I fell in love with curry of all types when an Indian buffet-style restaurant appeared in my hometown. I was a little hesitant, but the hubby insisted, and I am so glad I gave in because Indian cuisine is a hot mess of yum.
Even with years of sampling different dishes, the meals still manage to cause my eyes to water and my mouth to be at odds with itself. It can’t take more because it’s so freaking spicy, but it needs more because it’s so freaking delicious.
So how could I not try this super simple, one skillet meal for beef and potato curry?
It reminded me of making Hamburger Helper for dinner. Well, if Hamburger Helper made Indian-style meals and wasn’t so dull.
You can serve this beef and potato curry over rice or eat it as is since the potatoes provide the starch option to the meal. Or, scarf it down with a big hunk of Naan bread.
What are you waiting for if you have yet to jump aboard the Indian-cuisine bandwagon?

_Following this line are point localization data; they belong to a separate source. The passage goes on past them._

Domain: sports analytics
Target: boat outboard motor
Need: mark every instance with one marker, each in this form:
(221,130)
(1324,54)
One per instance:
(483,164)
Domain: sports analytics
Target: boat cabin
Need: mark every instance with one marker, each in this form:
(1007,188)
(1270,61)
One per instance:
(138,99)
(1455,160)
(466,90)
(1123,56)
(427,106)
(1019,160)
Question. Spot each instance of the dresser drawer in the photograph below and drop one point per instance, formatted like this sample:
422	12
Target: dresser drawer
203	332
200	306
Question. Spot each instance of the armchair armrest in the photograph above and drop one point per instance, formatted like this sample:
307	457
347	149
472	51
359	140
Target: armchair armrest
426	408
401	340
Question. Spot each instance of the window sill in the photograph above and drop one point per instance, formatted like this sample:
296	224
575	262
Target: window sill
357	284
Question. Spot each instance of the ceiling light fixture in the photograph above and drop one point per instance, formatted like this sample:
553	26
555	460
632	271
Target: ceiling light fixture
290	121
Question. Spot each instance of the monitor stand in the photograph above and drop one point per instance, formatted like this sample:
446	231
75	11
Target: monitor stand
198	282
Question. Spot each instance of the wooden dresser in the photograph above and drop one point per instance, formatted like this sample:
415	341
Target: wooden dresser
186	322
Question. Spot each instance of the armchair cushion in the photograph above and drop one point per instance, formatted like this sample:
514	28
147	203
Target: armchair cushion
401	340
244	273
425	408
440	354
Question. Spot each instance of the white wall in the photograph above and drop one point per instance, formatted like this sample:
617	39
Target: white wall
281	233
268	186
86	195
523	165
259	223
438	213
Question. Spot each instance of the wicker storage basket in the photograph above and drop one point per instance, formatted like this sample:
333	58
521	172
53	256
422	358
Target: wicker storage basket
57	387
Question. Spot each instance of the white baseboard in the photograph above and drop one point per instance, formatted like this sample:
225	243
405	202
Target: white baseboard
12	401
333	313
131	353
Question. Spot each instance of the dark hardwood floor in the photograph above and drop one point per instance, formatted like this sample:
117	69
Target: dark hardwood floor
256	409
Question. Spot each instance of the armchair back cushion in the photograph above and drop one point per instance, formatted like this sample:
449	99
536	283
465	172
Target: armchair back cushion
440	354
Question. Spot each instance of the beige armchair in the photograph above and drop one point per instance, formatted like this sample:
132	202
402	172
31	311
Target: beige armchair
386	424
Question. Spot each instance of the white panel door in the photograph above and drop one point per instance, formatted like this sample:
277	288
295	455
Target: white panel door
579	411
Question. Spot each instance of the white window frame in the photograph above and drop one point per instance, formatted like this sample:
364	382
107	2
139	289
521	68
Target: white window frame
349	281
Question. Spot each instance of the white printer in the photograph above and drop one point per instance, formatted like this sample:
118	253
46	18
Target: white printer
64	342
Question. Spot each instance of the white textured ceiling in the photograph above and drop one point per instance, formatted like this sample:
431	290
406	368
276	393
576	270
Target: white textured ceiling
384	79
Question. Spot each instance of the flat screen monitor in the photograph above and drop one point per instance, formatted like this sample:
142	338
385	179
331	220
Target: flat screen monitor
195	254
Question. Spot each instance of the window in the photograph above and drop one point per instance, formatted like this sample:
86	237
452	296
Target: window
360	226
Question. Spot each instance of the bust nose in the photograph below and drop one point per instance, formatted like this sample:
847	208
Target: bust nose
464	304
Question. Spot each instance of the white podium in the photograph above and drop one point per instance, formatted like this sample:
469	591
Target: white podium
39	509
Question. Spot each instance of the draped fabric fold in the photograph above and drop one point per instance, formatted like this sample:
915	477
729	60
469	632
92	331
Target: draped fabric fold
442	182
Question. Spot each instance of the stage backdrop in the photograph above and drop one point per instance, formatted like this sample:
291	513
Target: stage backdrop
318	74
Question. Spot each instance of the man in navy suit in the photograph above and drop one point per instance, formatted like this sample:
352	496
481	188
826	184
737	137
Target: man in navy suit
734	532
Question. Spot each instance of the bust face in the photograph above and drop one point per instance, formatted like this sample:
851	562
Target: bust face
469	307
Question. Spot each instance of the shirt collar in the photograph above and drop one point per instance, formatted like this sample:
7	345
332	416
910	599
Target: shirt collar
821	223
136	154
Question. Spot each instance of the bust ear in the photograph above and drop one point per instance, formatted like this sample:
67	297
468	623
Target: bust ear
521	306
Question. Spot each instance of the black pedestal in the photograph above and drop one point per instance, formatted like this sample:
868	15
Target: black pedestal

Take the plunge and make this curry!
Simple Beef and Potato Curry Recipe
Ingredients
- 2 tablespoons vegetable oil
- 2 teaspoons garlic
- 2 teaspoons ground ginger
- 1 ½ tablespoons curry powder
- 1 teaspoon turmeric
- 1 pound ground beef (minced beef)
- 2 small potatoes - peeled and cubed
- 1 cup beef stock (beef broth or beef bouillon)
- 1 teaspoon all purpose flour (plain flour Australia and UK)
- ½ pound peas - frozen
Instructions
- Heat a large skillet over medium/high heat. Add garlic and let cook for about 30 seconds, until fragrant.
- Stir in ginger, curry powder, and turmeric, and cook for 1 to 2 minutes, constantly stirring until well combined.
- Add ground beef and brown in skillet.
- Once the meat is cooked, add potatoes, broth and flour to the skillet and stir. Let skillet simmer for about 15 minutes or until potatoes and most of the liquid are absorbed.
- Stir in frozen peas and heat through. Add salt to taste, if needed.
- Serve over white rice or with naan bread.